The current standard cisplatin regimen for concurrent chemoradiation therapy (CCRT) involves generalized static administration of cisplatin without considering patient characteristics and patient/tumor responses during treatment. We aimed to evaluate the oncological feasibility of individualized/dynamic cisplatin regimens for definitive CCRT in patients with head and neck squamous cell carcinoma (HNSCC). This prospective, single‐center study enrolled patients with biopsy‐confirmed HNSCC for whom CCRT was indicated as the primary treatment. Concurrent with radiation therapy (RT), patients received individualized and dynamically modified cisplatin chemotherapy based on patient characteristics, such as age and Eastern Cooperative Oncology Group performance status (PS), and patient/tumor treatment responses. The primary endpoints of the study were grade ≥3 toxicity and progression‐free survival (PFS). The study enrolled 150 patients; 146 (97.3%) received ≥2 cycles of cisplatin in addition to scheduled RT. Incidence of any grade 3‐4 toxicities was 40.7% (61/150).

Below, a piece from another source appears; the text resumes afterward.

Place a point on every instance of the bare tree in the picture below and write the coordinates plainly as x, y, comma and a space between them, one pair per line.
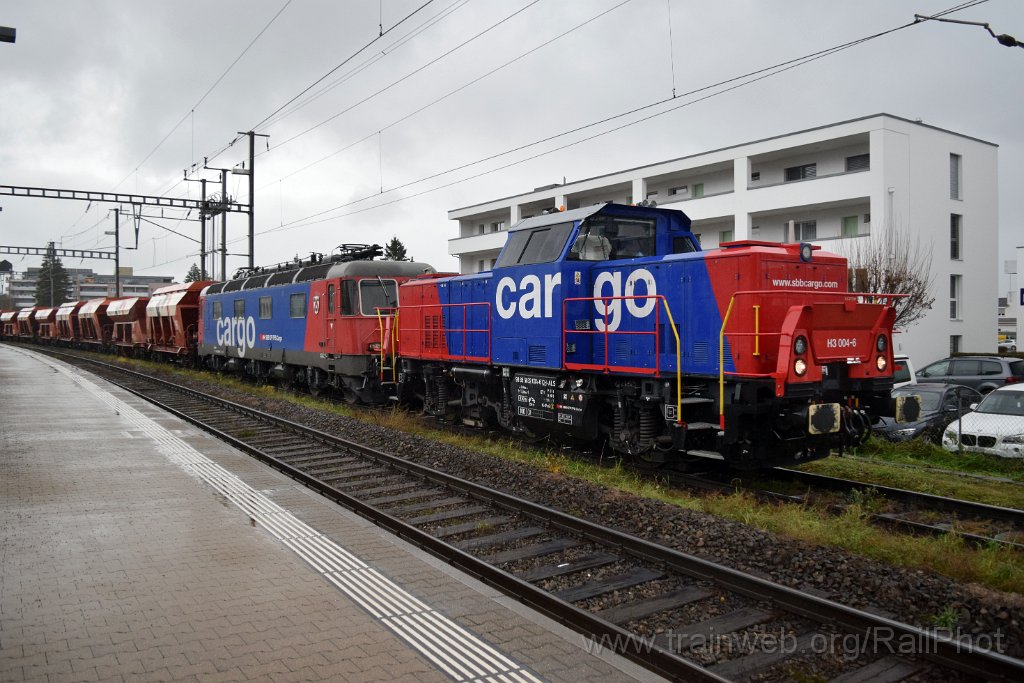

During the 40.1 ± 25.1‐month follow‐up period, the 2‐year locoregional control, distant control, PFS, disease‐specific survival, and overall survival were 81.7%, 89.2%, 73.0%, 89.2%, and 86.1%, respectively. The treatment compliance and grade ≥3 toxicities did not differ between patients aged <70 years and ≥70 years, or those with PS 0 and PS 1‐2, respectively. CCRT using individualized, dynamic cisplatin regimens based on patient age, PS, and patient/tumor responses during treatment was oncologically safe and effective for treating patients with HNSCC, including those aged ≥70 years and with PS 1‐2.